MRI, as far as systemic sclerosis is concerned, plays an important role in the diagnosis of brain abnormalities which are, fortunately, extremely rare. Brain calcifications and hyperintense white matter signals can be seen on MRI(17). It is also useful as an additional diagnostic tool when internal organ involvement is suspected.
CT is rarely performed in children, as it requires a high dose of radiation. It is, however, the main tool for the assessment of interstitial lung disease which is the main cause of mortality in children with jSSc.

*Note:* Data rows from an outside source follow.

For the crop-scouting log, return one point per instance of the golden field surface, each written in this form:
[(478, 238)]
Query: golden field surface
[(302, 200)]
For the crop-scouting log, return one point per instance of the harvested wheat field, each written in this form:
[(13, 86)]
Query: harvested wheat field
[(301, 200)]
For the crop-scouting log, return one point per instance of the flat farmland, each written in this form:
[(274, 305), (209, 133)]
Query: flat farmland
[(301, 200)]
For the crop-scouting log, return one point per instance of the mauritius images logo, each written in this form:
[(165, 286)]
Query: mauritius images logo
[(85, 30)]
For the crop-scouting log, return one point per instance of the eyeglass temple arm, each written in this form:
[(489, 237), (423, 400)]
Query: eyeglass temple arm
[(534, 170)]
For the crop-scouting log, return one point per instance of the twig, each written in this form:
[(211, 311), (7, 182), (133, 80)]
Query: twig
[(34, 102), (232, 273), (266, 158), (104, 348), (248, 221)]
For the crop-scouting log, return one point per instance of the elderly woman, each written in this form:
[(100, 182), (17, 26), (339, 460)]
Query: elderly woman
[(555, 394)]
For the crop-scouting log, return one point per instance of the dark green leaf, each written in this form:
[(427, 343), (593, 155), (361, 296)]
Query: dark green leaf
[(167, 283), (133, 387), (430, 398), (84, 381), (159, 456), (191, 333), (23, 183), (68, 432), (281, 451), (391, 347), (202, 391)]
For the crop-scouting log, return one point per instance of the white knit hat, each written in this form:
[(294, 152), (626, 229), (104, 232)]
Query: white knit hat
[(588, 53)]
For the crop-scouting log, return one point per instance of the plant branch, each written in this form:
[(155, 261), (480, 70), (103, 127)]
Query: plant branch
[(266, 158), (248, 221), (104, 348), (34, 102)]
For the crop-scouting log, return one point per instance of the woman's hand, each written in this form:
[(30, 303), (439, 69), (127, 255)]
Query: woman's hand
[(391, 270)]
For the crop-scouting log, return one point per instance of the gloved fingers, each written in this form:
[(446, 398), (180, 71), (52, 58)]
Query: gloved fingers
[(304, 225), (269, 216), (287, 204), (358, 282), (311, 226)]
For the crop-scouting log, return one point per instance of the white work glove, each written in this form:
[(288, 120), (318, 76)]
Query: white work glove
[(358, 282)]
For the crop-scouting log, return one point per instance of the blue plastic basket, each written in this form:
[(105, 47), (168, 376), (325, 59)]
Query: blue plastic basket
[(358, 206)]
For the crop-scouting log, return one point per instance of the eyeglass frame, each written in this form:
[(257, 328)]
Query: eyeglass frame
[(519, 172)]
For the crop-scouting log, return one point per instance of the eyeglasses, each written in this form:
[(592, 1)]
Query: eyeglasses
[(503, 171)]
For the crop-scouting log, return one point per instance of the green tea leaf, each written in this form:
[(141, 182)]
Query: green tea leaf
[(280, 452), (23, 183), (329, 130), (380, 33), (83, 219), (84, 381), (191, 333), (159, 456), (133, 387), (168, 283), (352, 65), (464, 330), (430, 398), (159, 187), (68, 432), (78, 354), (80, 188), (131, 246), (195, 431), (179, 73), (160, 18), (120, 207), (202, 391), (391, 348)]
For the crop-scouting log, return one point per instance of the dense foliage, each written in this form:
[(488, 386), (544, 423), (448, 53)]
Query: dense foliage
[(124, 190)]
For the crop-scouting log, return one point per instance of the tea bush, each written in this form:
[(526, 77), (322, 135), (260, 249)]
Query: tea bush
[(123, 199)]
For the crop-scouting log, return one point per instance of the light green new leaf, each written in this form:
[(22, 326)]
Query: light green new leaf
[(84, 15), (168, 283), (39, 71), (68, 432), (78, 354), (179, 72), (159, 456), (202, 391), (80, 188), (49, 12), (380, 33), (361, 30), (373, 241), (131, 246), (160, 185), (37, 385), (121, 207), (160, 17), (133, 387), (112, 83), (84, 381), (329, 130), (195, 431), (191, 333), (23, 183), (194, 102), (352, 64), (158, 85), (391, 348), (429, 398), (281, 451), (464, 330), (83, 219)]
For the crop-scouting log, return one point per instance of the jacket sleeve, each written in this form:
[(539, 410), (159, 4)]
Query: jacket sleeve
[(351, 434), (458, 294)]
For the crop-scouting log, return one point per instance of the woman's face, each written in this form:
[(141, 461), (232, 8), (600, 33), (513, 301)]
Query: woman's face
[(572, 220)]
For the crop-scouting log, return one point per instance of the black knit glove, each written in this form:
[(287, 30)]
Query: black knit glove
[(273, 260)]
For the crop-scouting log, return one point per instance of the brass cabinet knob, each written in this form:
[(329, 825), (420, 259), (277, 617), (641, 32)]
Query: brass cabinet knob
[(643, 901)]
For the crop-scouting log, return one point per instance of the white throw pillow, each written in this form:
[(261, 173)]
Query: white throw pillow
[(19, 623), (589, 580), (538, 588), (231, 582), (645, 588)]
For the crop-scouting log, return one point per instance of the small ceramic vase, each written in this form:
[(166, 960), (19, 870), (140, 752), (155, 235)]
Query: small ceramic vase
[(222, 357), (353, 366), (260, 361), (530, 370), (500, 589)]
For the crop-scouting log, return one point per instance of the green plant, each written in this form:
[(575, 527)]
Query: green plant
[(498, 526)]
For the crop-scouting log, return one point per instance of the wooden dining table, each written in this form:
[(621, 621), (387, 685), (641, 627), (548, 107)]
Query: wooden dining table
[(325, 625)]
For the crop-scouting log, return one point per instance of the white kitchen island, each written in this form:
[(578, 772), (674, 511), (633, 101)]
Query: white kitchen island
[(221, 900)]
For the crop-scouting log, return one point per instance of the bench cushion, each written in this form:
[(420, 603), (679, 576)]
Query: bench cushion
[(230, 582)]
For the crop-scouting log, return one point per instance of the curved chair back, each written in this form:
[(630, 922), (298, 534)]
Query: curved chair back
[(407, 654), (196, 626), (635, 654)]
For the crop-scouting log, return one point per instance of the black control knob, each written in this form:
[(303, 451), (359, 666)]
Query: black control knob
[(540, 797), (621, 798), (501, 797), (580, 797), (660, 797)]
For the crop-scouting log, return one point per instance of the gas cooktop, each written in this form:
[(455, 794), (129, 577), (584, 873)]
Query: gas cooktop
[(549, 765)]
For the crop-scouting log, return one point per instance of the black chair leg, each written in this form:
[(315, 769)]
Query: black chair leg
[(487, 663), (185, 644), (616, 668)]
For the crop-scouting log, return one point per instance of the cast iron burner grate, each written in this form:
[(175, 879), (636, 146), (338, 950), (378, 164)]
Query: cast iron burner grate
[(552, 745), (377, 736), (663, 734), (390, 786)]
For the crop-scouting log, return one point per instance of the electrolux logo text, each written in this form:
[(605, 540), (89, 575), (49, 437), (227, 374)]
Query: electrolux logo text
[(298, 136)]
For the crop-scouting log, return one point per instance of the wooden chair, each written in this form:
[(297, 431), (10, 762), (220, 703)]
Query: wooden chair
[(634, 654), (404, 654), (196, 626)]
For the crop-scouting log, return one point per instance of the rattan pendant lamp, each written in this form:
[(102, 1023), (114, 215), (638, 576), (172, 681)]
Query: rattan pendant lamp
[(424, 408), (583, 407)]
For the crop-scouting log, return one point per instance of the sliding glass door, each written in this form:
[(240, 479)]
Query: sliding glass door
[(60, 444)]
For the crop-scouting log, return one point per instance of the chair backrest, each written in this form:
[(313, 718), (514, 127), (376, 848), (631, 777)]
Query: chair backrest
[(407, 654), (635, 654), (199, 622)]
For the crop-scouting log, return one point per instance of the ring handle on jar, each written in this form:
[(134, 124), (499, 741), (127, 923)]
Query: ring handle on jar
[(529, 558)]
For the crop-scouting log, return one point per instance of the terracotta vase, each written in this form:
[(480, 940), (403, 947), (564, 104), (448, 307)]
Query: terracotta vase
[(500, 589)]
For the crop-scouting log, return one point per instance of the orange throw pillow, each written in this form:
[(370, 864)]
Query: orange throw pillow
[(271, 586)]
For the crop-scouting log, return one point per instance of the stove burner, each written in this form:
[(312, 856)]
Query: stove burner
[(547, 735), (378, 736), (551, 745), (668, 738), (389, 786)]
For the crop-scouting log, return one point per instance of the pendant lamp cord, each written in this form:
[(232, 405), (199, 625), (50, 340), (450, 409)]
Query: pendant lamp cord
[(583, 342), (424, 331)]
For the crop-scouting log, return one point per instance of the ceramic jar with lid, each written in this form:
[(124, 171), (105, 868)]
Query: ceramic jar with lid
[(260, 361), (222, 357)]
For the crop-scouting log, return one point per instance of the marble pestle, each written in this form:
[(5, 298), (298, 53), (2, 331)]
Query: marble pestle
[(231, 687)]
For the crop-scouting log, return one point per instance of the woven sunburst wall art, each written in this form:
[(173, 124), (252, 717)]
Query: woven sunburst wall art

Juvenile scleroderma is a chronic disease with no cure. The treatment focuses on the management of inflammation of specific organs affected. Juvenile localized scleroderma, despite having a much better prognosis than juvenile systemic scleroderma, with almost no mortality, has a poorer prognosis when diagnosed in childhood. Due to the fact that the condition affects children during their intensive growth period, it may cause significant functional deformities such as extremity length differences, joint contractions, and growth retardation. This is why a quick diagnosis and appropriate treatment at the early stage of jLS are crucial. Imaging, especially new high-frequency ultrasonography, shear-wave sonoelastography, and MRI, may provide early diagnosis and good monitoring of the disease. They are essential tools for the treatment because immunosuppressive therapy is effective only in the active, but not the sclerotic phase of the disease. Due to a limited population of patients, studies of juvenile scleroderma are very few and insufficient. Imaging techniques, as well as the quality and protocols of imaging, vary across different centers. Further research needs to be done to standardize those protocols. In addition, scleroderma belonging to the group of diffuse rheumatoid connective tissue disorders, may occur with another disease simultaneously, creating what is called an overlap syndrome – a term used to define the coexistence of more than one connective tissue condition. Precise diagnosis in these cases is very demanding, especially in children(25). Since imaging techniques are constantly being developed, the implementation of new technologies, software and protocols may help in the diagnosis, monitoring and treatment of rare systemic diseases such as juvenile scleroderma. This is a crucial aspect, as treatment decisions and prognostic assessment are directly related to imaging results along with clinical findings.